I've written a little command-line utility for filtering log files. It's like grep, except instead of operating on lines it operates on log4j-style messages, which may span multiple lines, with the first line always including the logging level (TRACE, DEBUG etc.).

Example usage on a file short.log with contents like this:

16:16:12 DEBUG - Something happened, here's a couple lines of info:
debug line
another debug line
16:16:14 - I'm being very verbose 'cause you've put me on TRACE
trace info
16:16:15 TRACE - single line trace
16:16:16 DEBUG - single line debug


logrep -f short.log DEBUG produces:

16:16:12 DEBUG - Something happened, here's a couple lines of info:
debug line
another debug line
16:16:16 DEBUG - single line debug


I think the main loop of the program could probably be simplified with some sort of parse and filter.

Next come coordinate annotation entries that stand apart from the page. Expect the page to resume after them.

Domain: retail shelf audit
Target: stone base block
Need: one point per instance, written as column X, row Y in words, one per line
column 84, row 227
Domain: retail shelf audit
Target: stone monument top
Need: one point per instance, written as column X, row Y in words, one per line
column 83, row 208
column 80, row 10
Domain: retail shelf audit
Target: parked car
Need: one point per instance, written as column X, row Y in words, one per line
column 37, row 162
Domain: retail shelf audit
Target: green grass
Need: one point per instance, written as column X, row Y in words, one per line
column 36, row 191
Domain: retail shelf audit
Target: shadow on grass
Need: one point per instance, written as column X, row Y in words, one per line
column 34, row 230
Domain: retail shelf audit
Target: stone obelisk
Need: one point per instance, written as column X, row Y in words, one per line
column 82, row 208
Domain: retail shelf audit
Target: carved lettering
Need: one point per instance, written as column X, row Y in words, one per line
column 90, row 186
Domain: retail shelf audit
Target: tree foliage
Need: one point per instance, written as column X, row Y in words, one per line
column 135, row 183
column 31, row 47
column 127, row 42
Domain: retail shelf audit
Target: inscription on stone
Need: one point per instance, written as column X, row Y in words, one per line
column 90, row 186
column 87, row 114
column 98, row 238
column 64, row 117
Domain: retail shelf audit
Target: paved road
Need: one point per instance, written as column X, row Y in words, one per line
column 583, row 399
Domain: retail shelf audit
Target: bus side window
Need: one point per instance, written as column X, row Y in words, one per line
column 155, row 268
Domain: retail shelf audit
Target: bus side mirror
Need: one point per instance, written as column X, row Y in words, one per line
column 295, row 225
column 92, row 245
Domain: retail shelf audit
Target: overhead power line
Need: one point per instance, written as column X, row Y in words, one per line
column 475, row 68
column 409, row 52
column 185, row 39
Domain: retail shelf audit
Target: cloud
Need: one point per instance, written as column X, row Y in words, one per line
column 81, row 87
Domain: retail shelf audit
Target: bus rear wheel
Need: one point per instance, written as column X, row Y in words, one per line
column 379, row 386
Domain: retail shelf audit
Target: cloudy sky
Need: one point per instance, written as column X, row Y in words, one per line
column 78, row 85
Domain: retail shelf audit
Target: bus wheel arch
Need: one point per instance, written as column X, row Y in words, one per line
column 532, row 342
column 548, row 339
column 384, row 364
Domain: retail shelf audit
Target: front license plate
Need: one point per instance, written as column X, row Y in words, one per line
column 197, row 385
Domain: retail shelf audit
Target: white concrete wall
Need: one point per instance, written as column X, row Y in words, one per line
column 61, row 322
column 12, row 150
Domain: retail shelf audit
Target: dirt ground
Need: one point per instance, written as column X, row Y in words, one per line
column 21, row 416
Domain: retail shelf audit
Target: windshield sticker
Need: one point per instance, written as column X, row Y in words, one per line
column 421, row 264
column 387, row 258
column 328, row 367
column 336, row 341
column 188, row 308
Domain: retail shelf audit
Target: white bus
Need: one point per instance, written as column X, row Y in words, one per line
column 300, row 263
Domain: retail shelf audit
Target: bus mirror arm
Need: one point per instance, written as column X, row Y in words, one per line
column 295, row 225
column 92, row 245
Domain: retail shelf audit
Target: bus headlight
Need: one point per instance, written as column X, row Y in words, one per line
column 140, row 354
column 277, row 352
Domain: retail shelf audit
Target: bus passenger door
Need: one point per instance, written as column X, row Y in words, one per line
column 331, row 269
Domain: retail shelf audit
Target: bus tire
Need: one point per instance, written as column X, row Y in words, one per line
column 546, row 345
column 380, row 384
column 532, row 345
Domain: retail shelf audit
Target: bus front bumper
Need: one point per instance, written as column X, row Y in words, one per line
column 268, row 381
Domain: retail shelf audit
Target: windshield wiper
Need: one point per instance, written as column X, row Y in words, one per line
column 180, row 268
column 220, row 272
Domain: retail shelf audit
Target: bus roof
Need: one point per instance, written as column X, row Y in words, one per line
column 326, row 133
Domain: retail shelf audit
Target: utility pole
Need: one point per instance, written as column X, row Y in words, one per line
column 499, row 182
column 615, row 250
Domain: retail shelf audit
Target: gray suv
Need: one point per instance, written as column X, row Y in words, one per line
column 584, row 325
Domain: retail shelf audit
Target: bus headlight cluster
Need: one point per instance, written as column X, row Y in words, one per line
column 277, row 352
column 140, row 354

file = fileinput.input(options.file)
try:
line = file.next()
while True:
if any(s in line for s in loglevels):
if filter in line:
sys.stdout.write(line)
line = file.next()
while not any(s in line for s in loglevels):
sys.stdout.write(line)
line = file.next()
continue
line = file.next()
except StopIteration:
return

Solution

I see two problems with your loops.

In terms of style, calling file.next() and catching StopIteration is highly unconventional. The normal way to iterate is:

for line in fileinput.input(options.file):
    …


In terms of functionality, I would personally consider the grepper to be buggy because it will fail to find a log message where the filter keyword that you are seeking appears on a continuation line.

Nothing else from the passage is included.